It was written in the play Othello, “Our bodies are our gardens to which our wills are gardeners.” One can only wonder if the name of the city located in Central Washington was taken from this tragedy written by William Shakespeare around the year 1603, but it is quite the fitting quote for an area filled with successful farms.
Blending with the corn and wheat fields that drive this local economy, is an unassuming little gem of green, gold and purple delights. Owned and operated by Nichole and Steven Michel who’ve been married for 20 years, the new idea was to start growing weed in addition to wheat back in 2015. With Steven having grown up in a big agriculture family of generational farmers, they knew that experience would pay dividends. And from that, the sprig was sprouted.
The key ingredient, they will tell you, is growing in native soil – which is highly efficient and cost-effective. Their mode is to amend the native soil, rather than amending imported soil from Canada, which is less wasteful and easier to manage by bringing in big ag machines to turn the dirt annually. After the crop is harvested, they’ll plant a cover crop of triticale in the winter, putting green matter back into the earth to regenerate some of the lost nutrients. They then turn the ground again to infuse the green matter back into the soil, upon which holes are punched to lay the seeds that will be sown and harvested in the fall.
“Oh, and one other thing,” Nicole brims with a lighthearted smile. “I sprinkle the plants with pixie dust at night.”
Steven wishes it were that easy as his heart glows while the eyes roll. “The community has been difficult – people are very religion driven in Othello and they don’t believe in Cannabis. So, we’ve tried to keep our operation somewhat of a secret to avoid pitfalls.” One of those pitfalls is not feeling comfortable giving to local high school sports as a Cannabis brand, having to be cautious about putting donations in their own birth names and not the farm’s. In fact, the name Marprod was born of protecting their enterprise to disguise their type of business – the Mar being short for marijuana and Prod for production.
It’s no secret, however, that their buds are quite worthy of attention. His expertise from having spent his youth at the helm of a tractor has proven to be an advantage. “Everyone has known someone who has grown Cannabis at some point in their life, and it’s pretty much the same as Big Ag. You just face different problems with what you can and can’t use, like when you’re growing wheat. Chemical-wise, nutrient-wise – what the Cannabis likes is something you figure out and each strain is different. When farming wheat, it’s the same across the board. All wheat pretty much looks the same. But with Cannabis, they have personalities. You take care of the plants, and the plants take care of you.”

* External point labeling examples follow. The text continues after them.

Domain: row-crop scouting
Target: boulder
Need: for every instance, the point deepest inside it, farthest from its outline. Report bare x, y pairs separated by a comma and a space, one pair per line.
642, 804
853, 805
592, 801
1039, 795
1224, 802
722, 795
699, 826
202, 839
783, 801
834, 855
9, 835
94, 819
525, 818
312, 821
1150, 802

When he’s referring to the plants, he’s talking about 1,500 of them with over 50 different strains. With Marprod they’re able to produce around 2,000 pounds of gorgeous sungrown, and they also operate a greenhouse of beautiful bud branded as Queen Kush.
As the mother of a small empire (together they have three daughters, three cats, a dog and a parrot), it could be said that Queen Kush was named after Nichole. After all, Othello would probably be the one to tell you a place on the throne means nothing if you are not content. “I approach this farm like I do my vegetable garden. If it isn’t fun, it’s not worth doing.”